D’abord, ce n’est pas ce qu’on dit dans toutes les rues. Ceux qui vivent des transferts de la diaspora, qui ont vu une baisse de 50% dans la valeur de ce qu’ils reçoivent, doivent parler autrement. Et bientôt tous ceux qui produisent quelque chose qui pourrait être concurrencé par un produit importé, vont se taire quand ils n’arrivent plus à vendre leurs produits à un prix juste.
Les autorités haïtiennes sont-elles, selon vous, assez respectueuses des normes internationales en matière d’application de politique monétaire, de politique fiscale et douanière et de développement du commerce ?
Nous sommes dans un moment très particulier avec la Covid-19, et les gouvernements et les banques centrales sont en train de faire beaucoup de chose que l’on n’a jamais vu auparavant. Donc j’hésite à parler de normes. Or, une des réussites de l’économie moderne est que la déflation, qui a fait beaucoup de mal pendant des siècles jusque dans les années 30, peux être évitée aujourd’hui (mais le cas du Japon illustre qu’il faut être vigilant). Quand un pays essaie de faire ce que tous les autres pays essayent d’éviter (la déflation), il faut qu’on s’interroge sur le bien-fondé de la politique. Certes, avec la discipline on peut faire baisser les prix, mais avec un coût de transition très élevé.

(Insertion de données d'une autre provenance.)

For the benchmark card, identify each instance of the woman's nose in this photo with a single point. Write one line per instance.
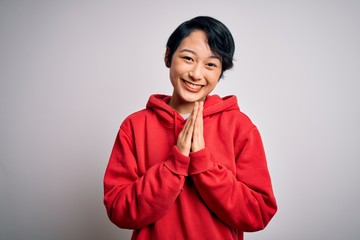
(196, 72)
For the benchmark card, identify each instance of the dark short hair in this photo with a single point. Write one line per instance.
(218, 35)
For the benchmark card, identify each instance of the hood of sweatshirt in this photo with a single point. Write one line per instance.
(213, 105)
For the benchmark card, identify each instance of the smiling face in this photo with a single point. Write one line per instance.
(194, 72)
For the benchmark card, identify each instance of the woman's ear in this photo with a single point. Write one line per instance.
(166, 58)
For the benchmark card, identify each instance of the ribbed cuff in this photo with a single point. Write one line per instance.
(200, 161)
(178, 163)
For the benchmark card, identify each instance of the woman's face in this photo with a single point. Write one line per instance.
(194, 71)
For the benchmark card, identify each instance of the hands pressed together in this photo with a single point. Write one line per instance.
(191, 137)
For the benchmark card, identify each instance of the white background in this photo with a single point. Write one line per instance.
(71, 71)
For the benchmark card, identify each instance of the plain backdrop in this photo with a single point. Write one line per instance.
(71, 71)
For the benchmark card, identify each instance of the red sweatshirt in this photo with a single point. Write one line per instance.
(216, 193)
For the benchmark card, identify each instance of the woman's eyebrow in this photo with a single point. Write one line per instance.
(191, 51)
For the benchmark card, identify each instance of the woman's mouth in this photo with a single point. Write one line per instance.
(192, 87)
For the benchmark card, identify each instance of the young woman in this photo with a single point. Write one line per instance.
(190, 165)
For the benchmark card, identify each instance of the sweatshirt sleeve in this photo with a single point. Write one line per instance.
(133, 199)
(244, 200)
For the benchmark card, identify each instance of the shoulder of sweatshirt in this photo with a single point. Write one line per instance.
(135, 119)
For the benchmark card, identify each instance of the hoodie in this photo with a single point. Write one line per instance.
(219, 192)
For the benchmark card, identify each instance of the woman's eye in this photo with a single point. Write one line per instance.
(187, 58)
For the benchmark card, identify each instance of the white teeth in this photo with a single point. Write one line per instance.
(191, 85)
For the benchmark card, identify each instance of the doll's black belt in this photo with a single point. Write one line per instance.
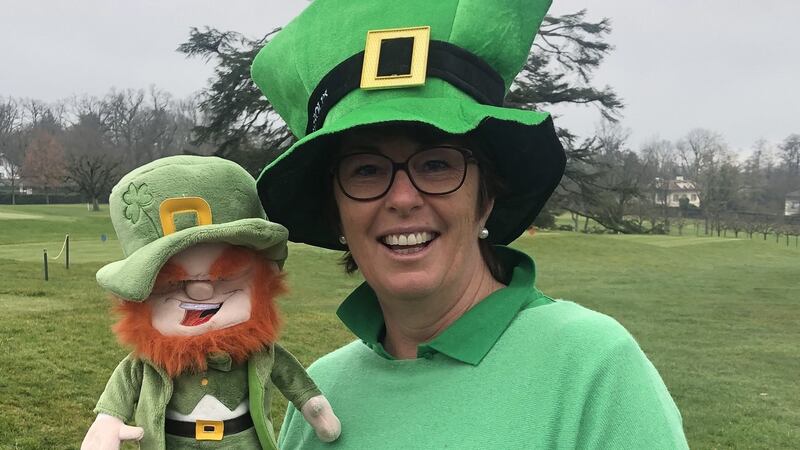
(208, 430)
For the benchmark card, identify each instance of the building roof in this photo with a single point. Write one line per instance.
(678, 185)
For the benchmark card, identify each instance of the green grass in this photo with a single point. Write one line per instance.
(718, 317)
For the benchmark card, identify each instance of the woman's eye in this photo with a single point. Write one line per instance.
(435, 165)
(365, 171)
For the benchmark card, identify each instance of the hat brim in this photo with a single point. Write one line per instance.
(132, 278)
(523, 144)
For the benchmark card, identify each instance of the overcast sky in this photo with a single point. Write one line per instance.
(731, 66)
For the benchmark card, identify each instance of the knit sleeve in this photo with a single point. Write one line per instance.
(627, 404)
(291, 378)
(122, 390)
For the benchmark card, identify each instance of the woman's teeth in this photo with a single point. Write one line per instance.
(408, 239)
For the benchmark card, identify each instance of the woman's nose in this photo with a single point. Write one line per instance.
(403, 195)
(199, 290)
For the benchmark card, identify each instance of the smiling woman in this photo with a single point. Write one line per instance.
(427, 177)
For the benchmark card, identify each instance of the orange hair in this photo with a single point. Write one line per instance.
(176, 354)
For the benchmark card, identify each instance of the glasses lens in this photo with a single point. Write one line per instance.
(364, 175)
(438, 170)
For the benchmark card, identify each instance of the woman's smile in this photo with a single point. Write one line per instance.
(409, 242)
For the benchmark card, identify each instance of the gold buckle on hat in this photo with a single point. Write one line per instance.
(372, 55)
(209, 430)
(178, 205)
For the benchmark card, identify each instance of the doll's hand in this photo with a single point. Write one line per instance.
(320, 416)
(107, 432)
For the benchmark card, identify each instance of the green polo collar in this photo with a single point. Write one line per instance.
(470, 337)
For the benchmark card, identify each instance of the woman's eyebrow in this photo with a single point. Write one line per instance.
(354, 148)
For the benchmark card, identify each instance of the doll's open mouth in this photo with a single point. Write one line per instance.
(198, 313)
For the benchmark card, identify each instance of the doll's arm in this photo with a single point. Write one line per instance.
(115, 407)
(291, 379)
(107, 432)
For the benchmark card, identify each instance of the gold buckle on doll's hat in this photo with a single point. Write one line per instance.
(179, 205)
(209, 430)
(417, 39)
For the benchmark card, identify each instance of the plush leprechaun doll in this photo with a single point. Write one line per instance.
(197, 293)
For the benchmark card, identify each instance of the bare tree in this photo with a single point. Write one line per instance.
(90, 164)
(790, 154)
(44, 161)
(12, 151)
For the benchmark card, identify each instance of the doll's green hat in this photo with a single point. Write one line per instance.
(170, 204)
(343, 64)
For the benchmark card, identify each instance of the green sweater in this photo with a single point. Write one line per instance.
(519, 370)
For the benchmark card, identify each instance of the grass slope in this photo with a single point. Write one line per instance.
(718, 318)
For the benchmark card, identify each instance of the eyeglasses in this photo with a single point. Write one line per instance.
(436, 170)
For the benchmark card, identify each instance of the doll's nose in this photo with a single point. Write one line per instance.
(199, 290)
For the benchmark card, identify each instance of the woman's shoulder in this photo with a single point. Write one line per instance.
(347, 356)
(564, 322)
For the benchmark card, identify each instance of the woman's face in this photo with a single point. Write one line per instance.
(445, 227)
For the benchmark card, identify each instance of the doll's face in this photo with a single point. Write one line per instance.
(202, 289)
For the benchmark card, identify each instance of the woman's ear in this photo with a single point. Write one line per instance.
(488, 211)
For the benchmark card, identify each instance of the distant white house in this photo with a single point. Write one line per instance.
(672, 191)
(792, 206)
(5, 172)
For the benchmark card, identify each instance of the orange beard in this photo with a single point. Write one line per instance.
(177, 354)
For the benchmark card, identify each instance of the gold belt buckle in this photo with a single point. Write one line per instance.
(208, 430)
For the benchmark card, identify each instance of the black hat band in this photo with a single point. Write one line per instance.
(446, 61)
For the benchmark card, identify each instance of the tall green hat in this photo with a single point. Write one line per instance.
(342, 64)
(172, 203)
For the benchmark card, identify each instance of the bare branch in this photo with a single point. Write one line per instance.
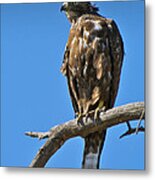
(59, 134)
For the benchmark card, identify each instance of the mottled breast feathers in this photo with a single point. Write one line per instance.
(92, 62)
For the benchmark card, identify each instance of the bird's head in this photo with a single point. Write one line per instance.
(74, 10)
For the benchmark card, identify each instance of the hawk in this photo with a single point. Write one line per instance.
(92, 64)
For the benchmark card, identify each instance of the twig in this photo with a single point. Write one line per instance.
(59, 134)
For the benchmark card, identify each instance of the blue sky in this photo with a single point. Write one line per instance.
(34, 94)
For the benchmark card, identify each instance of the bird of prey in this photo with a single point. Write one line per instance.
(92, 64)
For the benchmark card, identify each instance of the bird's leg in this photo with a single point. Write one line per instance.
(98, 109)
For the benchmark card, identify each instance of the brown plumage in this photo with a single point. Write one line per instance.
(92, 64)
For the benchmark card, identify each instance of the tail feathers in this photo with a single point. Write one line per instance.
(93, 147)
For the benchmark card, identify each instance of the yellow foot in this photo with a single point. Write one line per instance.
(98, 110)
(79, 117)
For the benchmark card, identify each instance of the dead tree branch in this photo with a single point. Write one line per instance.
(61, 133)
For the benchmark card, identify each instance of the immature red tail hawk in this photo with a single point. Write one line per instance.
(92, 64)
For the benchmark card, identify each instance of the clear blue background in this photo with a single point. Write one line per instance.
(34, 94)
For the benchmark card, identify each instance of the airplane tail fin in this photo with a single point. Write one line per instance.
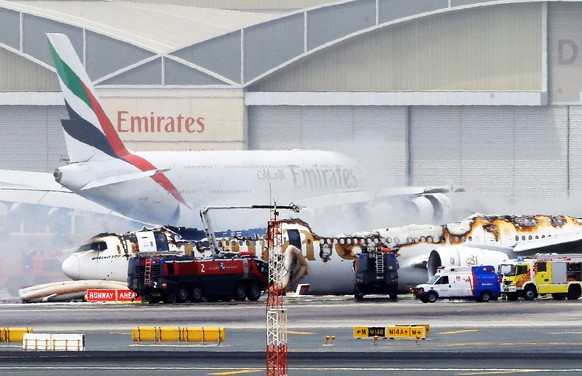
(89, 133)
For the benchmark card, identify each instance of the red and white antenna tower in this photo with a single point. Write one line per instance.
(276, 314)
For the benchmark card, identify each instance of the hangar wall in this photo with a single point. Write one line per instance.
(30, 139)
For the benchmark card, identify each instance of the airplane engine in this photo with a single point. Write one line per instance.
(462, 256)
(433, 207)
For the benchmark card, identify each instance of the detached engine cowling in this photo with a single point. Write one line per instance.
(462, 256)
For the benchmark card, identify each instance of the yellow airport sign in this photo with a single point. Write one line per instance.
(417, 332)
(365, 332)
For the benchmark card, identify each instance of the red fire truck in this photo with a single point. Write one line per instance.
(173, 278)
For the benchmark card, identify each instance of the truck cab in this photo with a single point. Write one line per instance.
(473, 282)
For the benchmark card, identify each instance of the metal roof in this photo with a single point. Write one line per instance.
(155, 27)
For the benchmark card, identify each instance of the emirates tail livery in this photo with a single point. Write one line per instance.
(170, 187)
(165, 187)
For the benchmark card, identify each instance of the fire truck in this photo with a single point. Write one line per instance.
(175, 278)
(376, 273)
(558, 275)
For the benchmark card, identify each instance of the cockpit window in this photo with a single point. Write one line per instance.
(95, 246)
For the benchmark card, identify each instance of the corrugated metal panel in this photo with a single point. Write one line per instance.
(273, 128)
(106, 55)
(32, 138)
(149, 73)
(35, 42)
(240, 4)
(20, 74)
(575, 148)
(10, 22)
(329, 23)
(270, 44)
(508, 154)
(222, 55)
(161, 28)
(565, 44)
(541, 148)
(429, 54)
(393, 9)
(179, 74)
(435, 145)
(375, 136)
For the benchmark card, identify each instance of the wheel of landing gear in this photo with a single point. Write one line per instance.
(182, 294)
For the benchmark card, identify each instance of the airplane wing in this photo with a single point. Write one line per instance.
(40, 188)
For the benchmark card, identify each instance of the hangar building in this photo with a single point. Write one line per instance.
(483, 94)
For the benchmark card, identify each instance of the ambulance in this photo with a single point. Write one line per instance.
(467, 282)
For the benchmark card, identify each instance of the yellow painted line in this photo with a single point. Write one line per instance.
(239, 372)
(509, 344)
(460, 331)
(501, 372)
(292, 332)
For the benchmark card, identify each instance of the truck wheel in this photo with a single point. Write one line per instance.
(197, 294)
(573, 292)
(512, 296)
(431, 297)
(484, 297)
(182, 295)
(254, 292)
(530, 293)
(240, 292)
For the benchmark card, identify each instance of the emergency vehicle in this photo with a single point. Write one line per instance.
(376, 273)
(558, 275)
(175, 278)
(467, 282)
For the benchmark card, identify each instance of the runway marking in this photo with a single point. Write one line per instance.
(461, 331)
(237, 372)
(293, 332)
(509, 344)
(504, 372)
(458, 371)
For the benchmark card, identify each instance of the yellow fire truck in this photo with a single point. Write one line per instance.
(559, 275)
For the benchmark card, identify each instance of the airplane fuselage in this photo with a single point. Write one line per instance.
(209, 178)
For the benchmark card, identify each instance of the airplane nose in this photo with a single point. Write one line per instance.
(71, 267)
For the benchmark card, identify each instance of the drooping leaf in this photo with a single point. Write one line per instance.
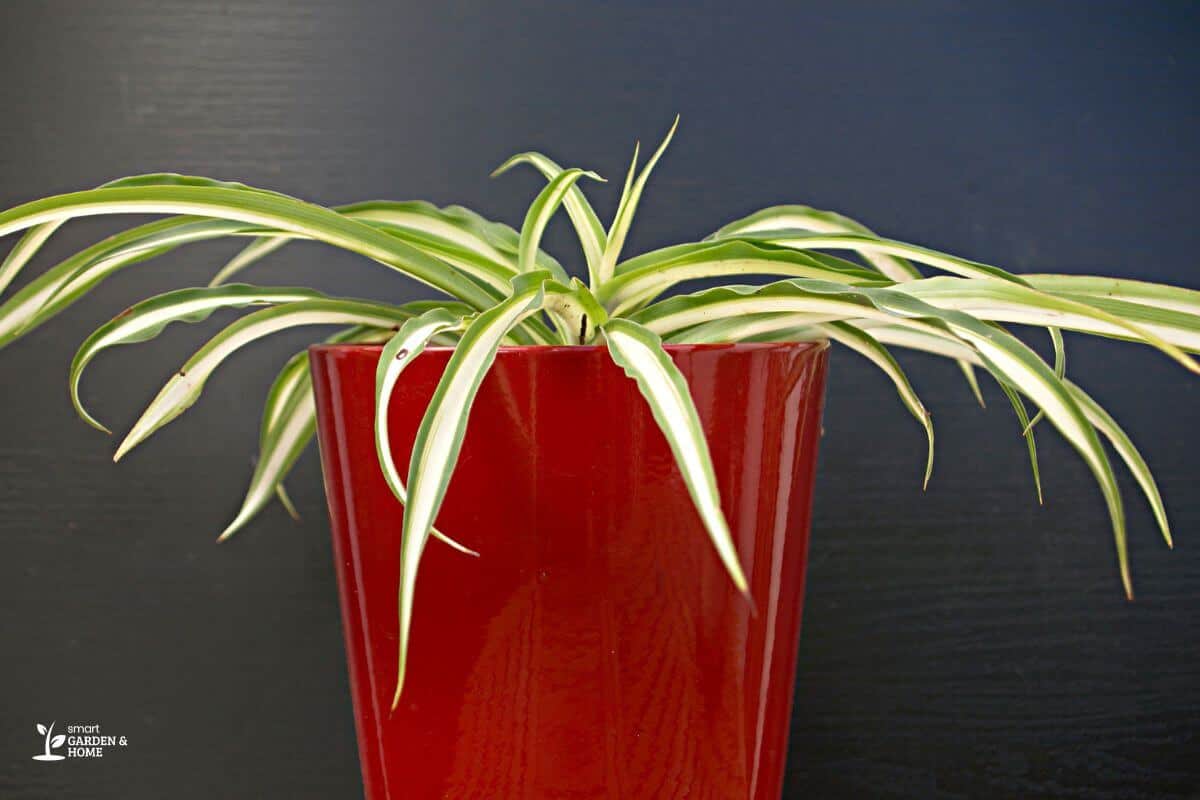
(441, 433)
(184, 388)
(144, 320)
(256, 208)
(803, 217)
(640, 353)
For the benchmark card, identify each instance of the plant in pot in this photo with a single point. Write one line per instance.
(618, 475)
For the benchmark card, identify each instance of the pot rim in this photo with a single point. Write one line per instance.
(745, 347)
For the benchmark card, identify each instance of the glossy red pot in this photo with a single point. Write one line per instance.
(597, 649)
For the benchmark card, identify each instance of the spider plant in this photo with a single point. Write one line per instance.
(499, 288)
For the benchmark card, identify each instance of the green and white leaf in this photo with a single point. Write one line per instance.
(583, 217)
(409, 342)
(628, 208)
(441, 433)
(184, 388)
(144, 320)
(803, 217)
(640, 353)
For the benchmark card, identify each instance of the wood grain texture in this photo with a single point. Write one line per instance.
(964, 643)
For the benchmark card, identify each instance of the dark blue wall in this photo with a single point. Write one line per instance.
(958, 644)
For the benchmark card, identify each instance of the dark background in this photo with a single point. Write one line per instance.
(964, 643)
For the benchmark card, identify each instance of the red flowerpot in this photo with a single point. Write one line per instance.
(597, 647)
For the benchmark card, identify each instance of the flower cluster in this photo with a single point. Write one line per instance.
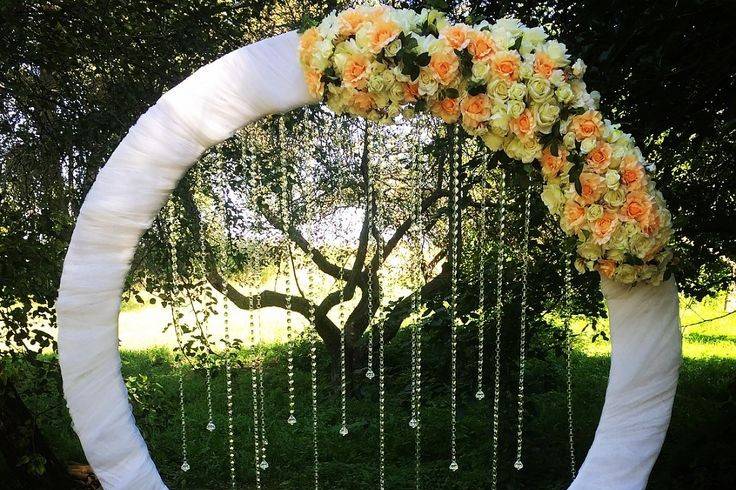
(515, 89)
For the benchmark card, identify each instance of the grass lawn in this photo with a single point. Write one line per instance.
(698, 452)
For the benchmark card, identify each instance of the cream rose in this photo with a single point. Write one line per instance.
(539, 89)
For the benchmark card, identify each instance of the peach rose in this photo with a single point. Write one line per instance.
(362, 102)
(457, 36)
(381, 33)
(350, 21)
(314, 83)
(606, 267)
(632, 172)
(481, 45)
(543, 65)
(553, 165)
(592, 187)
(524, 125)
(506, 64)
(355, 74)
(411, 92)
(475, 109)
(637, 207)
(573, 216)
(307, 42)
(586, 125)
(445, 66)
(604, 227)
(599, 158)
(447, 109)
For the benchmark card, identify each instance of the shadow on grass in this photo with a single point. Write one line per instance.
(698, 452)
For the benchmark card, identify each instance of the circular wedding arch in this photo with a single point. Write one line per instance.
(208, 107)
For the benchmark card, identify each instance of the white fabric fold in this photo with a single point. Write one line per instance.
(206, 108)
(645, 360)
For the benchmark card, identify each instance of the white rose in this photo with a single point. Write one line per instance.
(569, 140)
(515, 107)
(564, 93)
(545, 116)
(594, 212)
(531, 39)
(517, 91)
(588, 144)
(578, 68)
(480, 72)
(393, 48)
(428, 84)
(612, 179)
(499, 89)
(557, 78)
(539, 89)
(557, 52)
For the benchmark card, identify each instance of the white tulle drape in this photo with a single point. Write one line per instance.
(645, 361)
(206, 108)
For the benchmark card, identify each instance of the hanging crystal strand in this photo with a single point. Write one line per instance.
(343, 364)
(180, 371)
(454, 264)
(313, 368)
(254, 388)
(498, 314)
(415, 422)
(522, 328)
(381, 364)
(289, 332)
(568, 359)
(229, 393)
(481, 281)
(369, 288)
(261, 393)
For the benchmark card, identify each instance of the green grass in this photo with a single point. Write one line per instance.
(698, 451)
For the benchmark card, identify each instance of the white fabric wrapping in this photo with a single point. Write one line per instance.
(646, 349)
(206, 108)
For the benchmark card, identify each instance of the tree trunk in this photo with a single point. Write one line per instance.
(30, 460)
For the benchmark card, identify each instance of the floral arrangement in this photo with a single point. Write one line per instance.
(517, 90)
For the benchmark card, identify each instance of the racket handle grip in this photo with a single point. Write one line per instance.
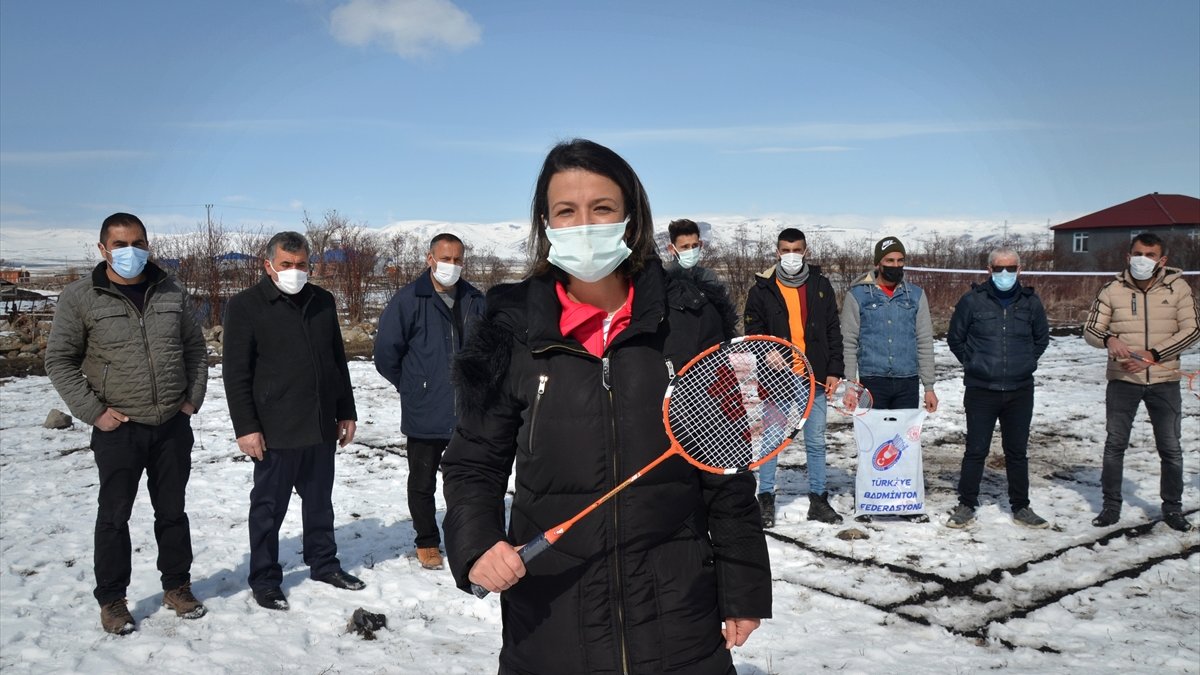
(533, 549)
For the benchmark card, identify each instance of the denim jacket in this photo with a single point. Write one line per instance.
(887, 336)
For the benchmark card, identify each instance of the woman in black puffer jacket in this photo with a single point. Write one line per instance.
(564, 378)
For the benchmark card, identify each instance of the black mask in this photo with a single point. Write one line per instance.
(892, 274)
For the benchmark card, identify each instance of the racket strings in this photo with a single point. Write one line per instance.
(738, 404)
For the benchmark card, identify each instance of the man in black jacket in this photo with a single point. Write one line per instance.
(699, 297)
(291, 400)
(420, 332)
(999, 332)
(795, 302)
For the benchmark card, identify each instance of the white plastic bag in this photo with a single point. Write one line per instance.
(889, 479)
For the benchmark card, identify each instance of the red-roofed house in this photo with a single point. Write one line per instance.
(1101, 240)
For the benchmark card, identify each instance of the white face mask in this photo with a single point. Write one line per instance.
(791, 262)
(689, 258)
(1141, 268)
(447, 274)
(588, 252)
(289, 281)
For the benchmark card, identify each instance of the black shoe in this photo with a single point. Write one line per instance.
(1108, 517)
(821, 511)
(1176, 521)
(767, 508)
(960, 517)
(342, 579)
(271, 598)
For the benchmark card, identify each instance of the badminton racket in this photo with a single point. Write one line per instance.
(1189, 376)
(729, 410)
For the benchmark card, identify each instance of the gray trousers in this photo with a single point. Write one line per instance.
(1164, 405)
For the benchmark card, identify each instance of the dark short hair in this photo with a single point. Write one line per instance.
(291, 242)
(587, 155)
(120, 220)
(682, 227)
(1149, 239)
(790, 234)
(445, 237)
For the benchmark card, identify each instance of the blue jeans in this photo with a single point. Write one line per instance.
(1014, 411)
(1164, 405)
(814, 446)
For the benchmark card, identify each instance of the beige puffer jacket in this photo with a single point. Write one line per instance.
(102, 353)
(1162, 320)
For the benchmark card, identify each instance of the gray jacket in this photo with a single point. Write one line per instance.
(102, 353)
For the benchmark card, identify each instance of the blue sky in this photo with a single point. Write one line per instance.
(399, 109)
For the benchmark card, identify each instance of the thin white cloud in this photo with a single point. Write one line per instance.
(409, 28)
(10, 209)
(64, 157)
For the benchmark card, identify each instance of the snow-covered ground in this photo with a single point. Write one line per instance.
(910, 598)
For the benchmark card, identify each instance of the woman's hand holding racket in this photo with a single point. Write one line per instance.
(850, 398)
(715, 411)
(497, 569)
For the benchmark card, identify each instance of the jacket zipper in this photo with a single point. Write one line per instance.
(606, 380)
(1003, 344)
(145, 342)
(537, 404)
(1145, 318)
(606, 364)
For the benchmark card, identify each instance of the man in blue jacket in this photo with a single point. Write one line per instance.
(420, 332)
(999, 330)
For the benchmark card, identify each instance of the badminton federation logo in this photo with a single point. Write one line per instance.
(888, 454)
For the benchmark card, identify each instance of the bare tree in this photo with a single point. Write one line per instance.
(738, 261)
(405, 258)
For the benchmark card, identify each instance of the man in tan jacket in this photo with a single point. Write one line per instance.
(1145, 318)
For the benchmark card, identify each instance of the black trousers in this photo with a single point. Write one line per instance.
(310, 470)
(1164, 406)
(894, 393)
(424, 458)
(165, 453)
(1014, 410)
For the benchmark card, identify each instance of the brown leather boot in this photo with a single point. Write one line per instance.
(430, 557)
(115, 617)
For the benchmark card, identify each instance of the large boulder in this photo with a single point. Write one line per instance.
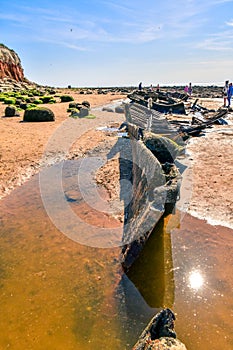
(11, 111)
(10, 64)
(160, 334)
(38, 114)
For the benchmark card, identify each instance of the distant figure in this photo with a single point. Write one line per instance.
(149, 103)
(229, 94)
(224, 93)
(190, 89)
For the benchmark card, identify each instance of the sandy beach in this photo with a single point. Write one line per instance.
(210, 172)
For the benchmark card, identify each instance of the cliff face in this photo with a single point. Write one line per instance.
(10, 65)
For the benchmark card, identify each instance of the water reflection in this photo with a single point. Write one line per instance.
(195, 280)
(152, 272)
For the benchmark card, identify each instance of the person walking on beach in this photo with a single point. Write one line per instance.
(190, 90)
(229, 94)
(224, 93)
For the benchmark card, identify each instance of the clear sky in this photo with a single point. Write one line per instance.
(120, 43)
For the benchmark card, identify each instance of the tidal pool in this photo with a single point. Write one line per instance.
(58, 294)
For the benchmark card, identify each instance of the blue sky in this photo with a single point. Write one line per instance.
(120, 43)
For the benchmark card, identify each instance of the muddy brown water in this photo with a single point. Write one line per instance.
(58, 294)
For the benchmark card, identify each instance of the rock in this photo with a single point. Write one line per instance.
(160, 334)
(11, 111)
(86, 104)
(119, 109)
(66, 98)
(10, 64)
(38, 114)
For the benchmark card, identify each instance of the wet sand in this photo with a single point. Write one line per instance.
(195, 244)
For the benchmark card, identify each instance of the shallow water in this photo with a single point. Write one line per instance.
(58, 294)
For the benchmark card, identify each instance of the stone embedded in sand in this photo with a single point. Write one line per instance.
(11, 111)
(39, 114)
(10, 64)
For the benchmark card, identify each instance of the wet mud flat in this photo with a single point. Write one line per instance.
(60, 294)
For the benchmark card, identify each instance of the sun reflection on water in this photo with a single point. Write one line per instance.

Plusieurs voix du secteur de la sous-traitance textile notamment sont récemment montées au créneau pour dénoncer les effets néfastes de l’appréciation soudaine de la gourde sur leurs activités ainsi que leurs coûts d’opérations. Le gouvernement promet de poursuivre les séances de travail pour parvenir à une solution pouvant aider le secteur à sauvegarder ses emplois. Quelles sont selon vous les solutions médianes pouvant satisfaire les deux parties qui pourraient être adoptées dans les plus brefs délais afin d’éviter le pire ? Ces voix se sont levées particulièrement du secteur de la sous-traitance parce que c’est un secteur qui peut, de manière crédible, menacer de fermer ses portes et aller ailleurs. Mais toutes les industries d’Haïti sont menacées par la politique de la gourde forte. Tous les produits importés sont aujourd’hui à moitié prix par rapport au mois d’août. Les producteurs, agricoles comme industriels, qui ne peuvent pas réduire leurs coûts de moitié, (et personne ne parle d’une réduction du prix de main d’œuvre, c’est à dire les salaires), sont à haut risque. Des solutions pourraient apparaître pour le secteur de la sous-traitance, mais ceci ne représente qu’une partie du danger. Le grand risque est qu’une affluence de produits importés agricoles et industriels à moitié prix met en faillite les secteurs productifs de l’économie haïtienne. Ce qu’il faut craindre.